Literature DB >> 27800428

A Culture Independent Method for the Detection of Aeromonas sp. from Water Samples.

Fadua Latif-Eugenín¹, Roxana Beaz-Hidalgo¹, Figueras María José¹.

Abstract

The genus Aeromonas is present in a wide variety of water environments and is recognised as potentially pathogenic to humans and animals. Members of this genus are often confused with Vibrio when using automated, commercial identification systems that are culture-dependent. This study describes a polymerase chain reaction (PCR) detection method for Aeromonas that is culture-independent and that targets the glycerophospholopid-cholesterol acyltransferase (gcat) gene, which is specific for this genus.
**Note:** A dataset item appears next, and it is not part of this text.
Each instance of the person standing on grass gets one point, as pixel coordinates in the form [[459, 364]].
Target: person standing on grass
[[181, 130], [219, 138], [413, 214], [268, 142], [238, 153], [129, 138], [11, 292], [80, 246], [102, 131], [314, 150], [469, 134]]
The GCAT-PCR was 100% specific in artificially inoculated water samples, with a detection limit that ranged from 2.5 to 25 cfu/mL. The success at detecting this pathogen in 86 water samples using the GCAT-PCR method was identical to the conventional culturing method when a pre-enrichment step was carried out, yielding 83.7% positive samples. On the other hand, without a pre-enrichment step, only 77.9% of the samples were positive by culturing and only 15.1% with the GCAT-PCR. However, 83.7% positive samples were obtained for the GCAT-PCR when the water volume for the DNA extraction was increased from 400 µL to 4 mL. The proposed molecular method is much faster (5 or 29 h) than the culturing method (24 or 48 h) whether performed directly or after a pre-enrichment step and it will enable the fast detection of Aeromonas in water samples helping to prevent a possible transmission to humans.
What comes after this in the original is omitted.